English Heritage also wants to reward farmers who protect important archaeological locations such as Neolithic burial mounds, buried Roman towns and Anglo-Saxon cemeteries. At present, 55,000 sites, including 2,800 officially protected ones, are ploughed. Of those 55,000, more than 50 per cent are in medium term or imminent danger of being destroyed.
Since deep ploughing was introduced on a massive scale after the Second World War at least 15,000 archaeological sites have been destroyed, estimates show. Thirty per cent of all damage to archaeological sites in England has been caused by agricultural activity.
Although new regulations and financial incentives will be required, English Heritage and the Government will rely on the farming community's goodwill. The National Farmers' Union pledged yesterday to help protect the sites, but the union criticised the language and tone of English Heritage's campaign and its slogan, "Ripping up History". There is a need "to use language that encourages rather than undermines partnership", John Seymour, the NFU's environment chairman, said.

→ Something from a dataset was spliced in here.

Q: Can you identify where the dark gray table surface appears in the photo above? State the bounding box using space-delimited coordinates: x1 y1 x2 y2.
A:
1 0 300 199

The launch announcement was headed, "English Heritage launches campaign to encourage farmers to protect, not plough, archaeological sites at risk". The union said English Heritage had not discussed what farmers should be doing to protect archaeological sites. English Heritage informed the NFU of its detailed proposals only four days ago. And the Department for the Environment, Food and Rural Affairs (Defra) was informed only on Thursday.
The NFU said farmers were often unaware of the buried archaeological sites on their land. "There needs to be a system by which archaeologists can inform farmers about what is at risk," Andrew Clark, the NFU's chief countryside adviser, said. "Such a system does not exist. Its introduction needs to be an absolute priority."
Defra helps protect only a few archaeological sites on arable land covered by the Government's countryside stewardship scheme and environmentally sensitive area initiatives. Most archaeological sites threatened by plough destruction do not benefit from the existing schemes.
But starting in 2005, these schemes will be replaced by a new agri-environment programme in which much larger numbers of farmers are likely to be involved, and English Heritage hopes archaeological protection will be a much much greater element. It is expected to involve some 6,000 sites, including the 2,800 protected at present.